I can recall numerous instances during election years of my father receiving calls from friends, Jewish and non-Jewish (more Jewish, but that just reflects the proportions of his friends!), who asked him where various candidates, particularly the two presidential candidates, stood on Israel; more often than not, I sensed, these were Democrats (again, reflecting the proportions of my parents’ friends) who support Israel strongly (ditto) making sure that Barack Obama or John Kerry or Al Gore or Bill Clinton (and maybe even Paul Tsongas! I remember my parents supporting him) were good enough on Israel that there was no reason not to vote for him. My father was seen both as more informed than they and as having a trustworthy gut—kishkes, if you will—on the issue. In a word, he was a validator.
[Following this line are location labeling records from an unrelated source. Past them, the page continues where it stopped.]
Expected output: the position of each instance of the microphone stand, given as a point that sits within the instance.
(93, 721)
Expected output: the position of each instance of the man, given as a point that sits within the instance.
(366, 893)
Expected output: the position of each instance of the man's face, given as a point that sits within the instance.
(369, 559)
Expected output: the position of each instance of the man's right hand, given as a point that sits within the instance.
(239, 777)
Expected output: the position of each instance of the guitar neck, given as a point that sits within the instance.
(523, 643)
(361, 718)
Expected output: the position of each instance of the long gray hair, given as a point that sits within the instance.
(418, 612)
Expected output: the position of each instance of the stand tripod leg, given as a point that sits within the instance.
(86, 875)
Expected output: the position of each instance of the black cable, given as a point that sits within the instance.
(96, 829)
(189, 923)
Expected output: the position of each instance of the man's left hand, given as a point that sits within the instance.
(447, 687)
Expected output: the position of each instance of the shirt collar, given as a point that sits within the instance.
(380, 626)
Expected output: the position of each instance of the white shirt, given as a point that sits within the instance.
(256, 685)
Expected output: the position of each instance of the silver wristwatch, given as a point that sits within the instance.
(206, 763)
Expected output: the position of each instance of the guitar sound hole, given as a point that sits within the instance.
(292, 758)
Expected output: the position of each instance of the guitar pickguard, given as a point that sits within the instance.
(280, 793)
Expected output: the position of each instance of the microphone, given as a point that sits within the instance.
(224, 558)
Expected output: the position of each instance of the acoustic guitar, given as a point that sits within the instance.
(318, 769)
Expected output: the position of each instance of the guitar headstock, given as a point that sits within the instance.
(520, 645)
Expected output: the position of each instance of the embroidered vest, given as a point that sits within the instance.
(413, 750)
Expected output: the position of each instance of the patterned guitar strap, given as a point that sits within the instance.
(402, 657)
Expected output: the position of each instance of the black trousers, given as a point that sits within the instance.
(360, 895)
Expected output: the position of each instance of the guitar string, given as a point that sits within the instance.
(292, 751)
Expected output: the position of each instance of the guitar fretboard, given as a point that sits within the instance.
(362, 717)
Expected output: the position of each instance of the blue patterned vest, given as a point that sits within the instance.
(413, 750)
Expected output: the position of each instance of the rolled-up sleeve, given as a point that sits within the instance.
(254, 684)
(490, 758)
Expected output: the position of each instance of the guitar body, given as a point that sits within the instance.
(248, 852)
Spencer Ackerman’s post today locating the fulcrum of Israel politics in the United States not with the Jews but with the Christian Right reminded me of this. Ackerman is right that a certain type of evangelical voter represents the most numerous strong supporter of Israel, more numerous than American Jews. Even more valuably, using a certain hard-line, Likud-style politics to appeal to them is far more efficient than it is to appeal to Jews. Jews disagree about everything, and about nothing more than Israel. By contrast, while there are no doubt plenty of policy fissures within the evangelical movement—I’m not an expert, but I don’t see why they would all agree on tax policy, or for that matter on the death penalty—Israel is not one of them. Ackerman writes, he says, “to remind my fellow liberal Zionist American Jews that we’re not the crucial actors here. Our conflicted tribal feelings are beside the point, and we flatter ourselves if we think otherwise.”
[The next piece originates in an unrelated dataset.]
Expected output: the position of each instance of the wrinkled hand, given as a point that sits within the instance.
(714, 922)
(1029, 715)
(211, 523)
I’m inclined to disagree. (Ackerman does add, “That doesn’t release us from an obligation to advocate for two states, Israel and Palestine, living side by side in freedom and peace,” and there, of course, I am with him.) If anything, I think the phenomenon of “post-Jewish Zionism” makes it more incumbent on American Jews at least to care about Israel, to engage with it, and to see it as part of their responsibility to their Jewishness. We may not be as numerous as the evangelicals, but we are the ones they look to, as my father’s friends looked to my father. We are the validators. Despite the fact that it would be much more fruitful just to take Israel appeals directly to the evangelicals, the Republican hopefuls did not give their Israel speeches this week in front of Christians United for Israel; they gave their speeches in front of the Republican Jewish Coalition. This is why there is such intensity over the votes of a two percent bloc of the population: electorally, American Jews are walking force multipliers. It’s why a special election in a hilariously obscure (and obscurely Jewish) corner of Queens and Brooklyn became a national story, and why, a week later, Gov. Rick Perry’s Israel press conference featured himself and the victor, Rep. Bob Turner, as the only two Gentiles on a very crowded stage.
I always hesitate to go so far as to declare just about any affiliation mandatory to a given identity, and I’m certainly not suggesting that to be a responsible American Jew one must feel a certain way about Israel. But I think American Jews should consider that, by virtue of their identities, they have an outsize power to shape American policy toward Israel. And what comes with great power?